Uno de los grandes desafíos a los que nos enfrentamos en el ámbito de las guerras es la introducción de los drones autónomos guiados por la inteligencia artificial, los llamados «robots asesinos», que, según un informe de Naciones Unidas, ya fueron empleados en Libia en 2021. Estas armas ejecutan a las personas sin mediación humana, simplemente guiadas por algoritmos. Amnistía Internacional forma parte de una coalición de decenas de organizaciones que exigen desde hace años su prohibición, pero Estados Unidos y Rusia bloquean esta demanda en las Naciones Unidas. ¿Qué vías quedan para conseguirlo?

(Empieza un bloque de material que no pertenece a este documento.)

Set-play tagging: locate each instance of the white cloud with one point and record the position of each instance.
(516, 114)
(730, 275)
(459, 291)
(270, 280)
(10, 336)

Tenemos que seguir gota a gota, como el agua sobre la piedra. Así es como hemos conseguido resultados a lo largo de las décadas. En febrero, más de treinta países de América Latina y el Caribe firmaron en Costa Rica una declaración para pedir un tratado internacional que prohíba –y, en algunos casos concretos, que se regule– el desarrollo y el uso de estas armas autónomas. Amnistía Internacional está muy preocupada por el uso de estas armas, ya que, en el marco de un conflicto armado, no pueden distinguir entre un objetivo legítimo o ilegítimo, entre un civil y un combatiente, cuando alguien se está negando a cumplir una orden o cuando quiere rendirse, no entienden la proporcionalidad que debe guiar cualquier ataque… En definitiva, no nos queda otro remedio que seguir buscando apoyos para conseguir su prohibición como hemos hecho con otras cuestiones como la pena de muerte, que cada vez son menos los países que la aplican.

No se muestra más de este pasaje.